Personally, I wouldn't mind the ads if they didn't come in huge, paper-wasting volume. Seems a practical way to pay for extra services. I'm already on the info grid, so wot the 'ell, might as well accept a few benefits too.

matrix86 matrix86 said:

Huh...my comment must not have posted...here we go again:

We have ads on TV, on the side of the road, in newspapers and magazines, in the movie theaters before the movie starts, on our web browsers, flying through the air behind small airplanes, stuck to our car windshields after coming out of the store...and now on printers. We even see ads advertising ads...ladies and gentlemen, I present to you, the Advertisement Age. We are in 2 ages right now:

~the Information/Computer Age


~the Advertisement Age

I'm getting tired of being bombarded with ads. My family and I are traveling and we're going down the interstate and seeing all the beautiful scenery and BAM! Billboards out in the middle of all the trees. Can't even enjoy scenic routs anymore. I don't mind the ones on the side of the road, but cutting into the trees and into the middle of the wooded area to put up your ugly signs just P*$$es me off. I realize that with advertising, certain things are free (YouTube, Hulu) and companies can sell services for less money...but enough is enough with all these ads. I would say that I should just pack up my stuff and move out to the middle of nowhere and become a hermit, but I know that eventually the ads will find me, and i'll be surrounded by them.....

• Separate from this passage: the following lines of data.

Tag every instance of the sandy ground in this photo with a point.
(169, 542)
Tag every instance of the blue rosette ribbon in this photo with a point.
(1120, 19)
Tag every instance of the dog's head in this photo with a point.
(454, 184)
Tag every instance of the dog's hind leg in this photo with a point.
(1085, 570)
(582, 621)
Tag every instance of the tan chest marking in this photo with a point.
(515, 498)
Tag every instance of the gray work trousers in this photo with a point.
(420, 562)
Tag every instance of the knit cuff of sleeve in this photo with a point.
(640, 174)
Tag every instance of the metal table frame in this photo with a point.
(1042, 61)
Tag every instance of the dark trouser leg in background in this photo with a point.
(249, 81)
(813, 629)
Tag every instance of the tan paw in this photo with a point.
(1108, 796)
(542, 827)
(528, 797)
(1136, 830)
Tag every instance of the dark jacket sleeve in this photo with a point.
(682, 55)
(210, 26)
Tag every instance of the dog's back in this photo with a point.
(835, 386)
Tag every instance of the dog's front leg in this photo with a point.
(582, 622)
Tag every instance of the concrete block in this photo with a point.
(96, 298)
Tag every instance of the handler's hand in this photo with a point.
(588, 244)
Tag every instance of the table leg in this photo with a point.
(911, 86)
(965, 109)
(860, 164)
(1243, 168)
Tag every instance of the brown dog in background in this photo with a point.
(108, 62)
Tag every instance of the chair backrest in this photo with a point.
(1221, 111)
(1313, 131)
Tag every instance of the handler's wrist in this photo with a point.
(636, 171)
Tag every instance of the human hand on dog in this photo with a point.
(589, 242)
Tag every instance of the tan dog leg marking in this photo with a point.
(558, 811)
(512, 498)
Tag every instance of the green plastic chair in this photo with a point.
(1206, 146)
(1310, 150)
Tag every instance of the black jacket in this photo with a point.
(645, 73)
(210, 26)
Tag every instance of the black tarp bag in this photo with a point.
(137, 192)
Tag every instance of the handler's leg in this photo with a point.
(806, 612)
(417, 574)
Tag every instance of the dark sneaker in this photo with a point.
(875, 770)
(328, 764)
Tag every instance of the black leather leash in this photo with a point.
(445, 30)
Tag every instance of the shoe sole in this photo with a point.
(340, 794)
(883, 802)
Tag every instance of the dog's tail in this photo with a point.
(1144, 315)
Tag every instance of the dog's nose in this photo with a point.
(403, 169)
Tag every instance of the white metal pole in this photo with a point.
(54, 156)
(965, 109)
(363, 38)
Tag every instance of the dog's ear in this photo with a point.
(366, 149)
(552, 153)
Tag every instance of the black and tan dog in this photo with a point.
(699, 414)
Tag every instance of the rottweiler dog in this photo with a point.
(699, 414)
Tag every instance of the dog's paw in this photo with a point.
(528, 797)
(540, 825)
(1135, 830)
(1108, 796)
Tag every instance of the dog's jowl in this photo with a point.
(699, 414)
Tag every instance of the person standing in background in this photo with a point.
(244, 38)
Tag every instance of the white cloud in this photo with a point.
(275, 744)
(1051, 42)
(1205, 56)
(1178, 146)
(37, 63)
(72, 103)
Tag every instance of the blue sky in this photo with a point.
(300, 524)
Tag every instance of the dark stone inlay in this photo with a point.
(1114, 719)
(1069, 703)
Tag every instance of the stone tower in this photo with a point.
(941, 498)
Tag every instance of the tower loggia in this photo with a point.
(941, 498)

*cradles in a corner, rocking back and forth while sucking his thumb, and saying "they're coming for me...the ads...they're everywhere...THEY'RE OUT TO GET ME!!!"*

gwailo247, TechSpot Chancellor, said:

I may be wrong, but I think its still cheaper to buy a paper than print a bunch of articles from the same paper.

Docnoq said:

So HP is going to waste YOUR printer ink to print unsolicited ads for you? How do people not complain about this?

TorturedChaos, TechSpot Chancellor, said:

Docnoq said:

So HP is going to waste YOUR printer ink to print unsolicited ads for you? How do people not complain about this?

If they start printing ads out in the middle of a project I'm would be PISSED. But I doubt they would start doing that unless they are providing free ink :P.

Guest said:

Not sure why anyone would waste paper and ink on stuff they could read online, any way, but, whatever. HP would benefit from this in two ways: 1) they get advertising revenue for delivering targeted ads; 2) users of the service will be having to buy that much more ink just to print out the advertising. Given how expensive HP ink cartridges are (frequently, you can buy a new printer for less than you'd pay to refill all the ink wells), I can't see ever joining up for such a service (not unless they start giving away such printers or GREATLY reduce the price of ink cartridges).